Elles et ils demandent au public de faire silence et commencent à expliquer la raison de tout ceci. Deux individus anarchistes crient leur discours aux bancs de derrière leur cagoule, avant qu’une féministe fasse la même chose. Une femme trans dans le public prend ensuite la parole, après avoir demandé à interrompre le discours d’un autre anarchiste. Elle dit que ce qui va se passer est très bien, mais que la lutte se passe également dans notre vie de tous les jours ; que pour les femmes, les gays et les lesbiennes, et pour les trans, nous devons nous battre contre tous les aspects de l’oppression. Les encapuchadxs et le public applaudissent bruyamment. Pendant les interventions, plusieurs encapuchadxs distribuent des flyers politiques, dont des flyers anarchistes et féministes (avec des appels à la manifestation du 8 mars).
C’est ensuite au tour des dissidents des FARC de parler. Les FARC, la guérilla colombienne bien connue, vieille de 50 ans, ont finalisé un accord de paix avec l’État colombien il y a une paire d’années. Plusieurs encapuchadxs que l’on peut voir, bien identifiés grâce à leurs brassards jaune et noir, sont des dissidents de ce groupe.
Mais au moment-même où elles et ils commencent à parler, une sirène puissante retentit et interrompt leur discours, ce qui nous fait sourire, en tant qu’individus anti-autoritaires. Les étudiant-e-s et les encapuchadxs prennent ensuite place aux portes de l’université. De nombreuses personnes se masquent le visage et rassemblent des pierres et des bouteilles vides. L’ESMAD, la police anti-émeute, est visible à travers les grilles de la fac, se déployant lentement tout autour de l’université, tandis que les encapuchadxs en sortent, leurs mains pleines de papas bombas. Les affrontements commencent, les flics répondant aux puissantes bombes par du gaz lacrymogène et des balles en caoutchouc.
Plusieurs encapuchadxs sortent des bâtiments pour attaquer qui Davivienda, une grande banque colombienne, qui un gros concessionnaire Renault. Renault est un gros constructeur français de voitures. En voyant leurs vitrines éclater, nous avons des pensées pour les camarades emprisonnés en France depuis les récents mouvements sociaux [1].
Quelques rebelles brisent également les panneaux publicitaires autour de la fac, et taggent des graffitis anarchistes (Rabia y solidaridad (A) ; ¡Arriba el tropel! ; Tombos = bastardos ; (A)-K Anarchistas al Kombate [2]).
Tandis que de plus en plus de flics arrivent, ils tentent de se rapprocher des portes de l’université, mais ne parviennent jamais vraiment à encercler le campus.
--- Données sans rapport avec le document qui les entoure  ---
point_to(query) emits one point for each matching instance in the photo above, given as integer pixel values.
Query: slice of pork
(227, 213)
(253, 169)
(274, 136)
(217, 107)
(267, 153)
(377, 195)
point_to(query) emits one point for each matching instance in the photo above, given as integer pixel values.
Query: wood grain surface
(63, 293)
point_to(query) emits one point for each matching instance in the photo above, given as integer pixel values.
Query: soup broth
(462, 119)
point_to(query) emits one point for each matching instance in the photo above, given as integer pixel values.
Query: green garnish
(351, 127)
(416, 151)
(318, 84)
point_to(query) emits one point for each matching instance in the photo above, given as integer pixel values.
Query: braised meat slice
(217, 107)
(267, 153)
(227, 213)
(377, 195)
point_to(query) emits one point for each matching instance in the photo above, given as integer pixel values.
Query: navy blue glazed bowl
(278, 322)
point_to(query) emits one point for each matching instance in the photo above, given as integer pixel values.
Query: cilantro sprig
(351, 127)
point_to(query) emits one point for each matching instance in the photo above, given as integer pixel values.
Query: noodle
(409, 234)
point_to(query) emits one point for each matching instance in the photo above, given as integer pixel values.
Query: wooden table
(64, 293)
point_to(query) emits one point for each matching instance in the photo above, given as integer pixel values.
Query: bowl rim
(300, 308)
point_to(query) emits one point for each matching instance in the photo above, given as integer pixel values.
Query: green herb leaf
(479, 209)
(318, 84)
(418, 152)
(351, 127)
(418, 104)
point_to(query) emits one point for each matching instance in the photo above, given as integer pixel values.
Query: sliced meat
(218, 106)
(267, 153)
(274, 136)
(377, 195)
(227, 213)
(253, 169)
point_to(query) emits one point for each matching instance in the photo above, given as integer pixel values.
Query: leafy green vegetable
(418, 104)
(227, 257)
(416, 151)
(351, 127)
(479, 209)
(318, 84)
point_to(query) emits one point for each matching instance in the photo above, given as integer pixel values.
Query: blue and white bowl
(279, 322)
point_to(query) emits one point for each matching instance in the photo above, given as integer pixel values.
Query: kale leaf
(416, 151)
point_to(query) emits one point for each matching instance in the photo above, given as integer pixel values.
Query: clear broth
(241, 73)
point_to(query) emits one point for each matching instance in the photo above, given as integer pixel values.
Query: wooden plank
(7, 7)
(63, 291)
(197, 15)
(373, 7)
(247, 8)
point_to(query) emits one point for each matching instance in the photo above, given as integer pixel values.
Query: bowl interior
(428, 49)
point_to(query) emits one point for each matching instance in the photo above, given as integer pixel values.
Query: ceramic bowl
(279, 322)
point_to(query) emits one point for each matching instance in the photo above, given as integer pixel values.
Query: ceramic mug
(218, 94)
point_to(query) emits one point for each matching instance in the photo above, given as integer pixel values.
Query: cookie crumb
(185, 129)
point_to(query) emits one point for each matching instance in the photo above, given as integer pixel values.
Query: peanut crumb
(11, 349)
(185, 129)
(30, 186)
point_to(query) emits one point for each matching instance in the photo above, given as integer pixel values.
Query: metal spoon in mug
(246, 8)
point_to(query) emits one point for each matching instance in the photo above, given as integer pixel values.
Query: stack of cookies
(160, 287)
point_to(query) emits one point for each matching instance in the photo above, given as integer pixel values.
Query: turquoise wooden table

Deux camions de police ou plus, avec canons à eau, sont aussi visibles, et jettent des grenades lacrymogènes à l’intérieur de l’université. À l’intérieur de la fac, des gens allument des petits feux pour respirer les fumées et soulager les effets du gaz. Elles et ils respirent aussi des branches de romarin pour les mêmes raisons. D’autres lancent des cocktails molotov ou des papas bombas sur les camions. À l’extérieur, c’est le chaos total. Les flics bloquent physiquement une impressionnante foule de spectateurs qui semble se tenir du côté des étudiant-e-s sauvages qui se battent avec la police, hurlant pour les avertir lorsqu’arrivent le camion ou des motos de police.
Une chose importante à noter est qu’en Colombie, la police n’est pas autorisée à entrer dans les universités, et, plus étrange encore, elle semble respecter cette règle. C’est probablement la raison pour laquelle l’émeute a pu continuer pendant des heures sans qu’aucun des deux côtés ne semble vraiment capable de progresser.
Un triste événement s’est toutefois passé vers la fin de l’émeute. On a pu entendre une grosse explosion et 3 ou 4 étudiant-e-s ont été grièvement blessé-e-s, probablement par un dispositif explosif artisanal (papas bombas). Il semblerait que certain-e-s d’entre elleux ont perdu soit une main, soit un œil. Illes ont été envoyé-e-s à l’hôpital. Nous exprimons fortement notre solidarité à ces camarades blessés.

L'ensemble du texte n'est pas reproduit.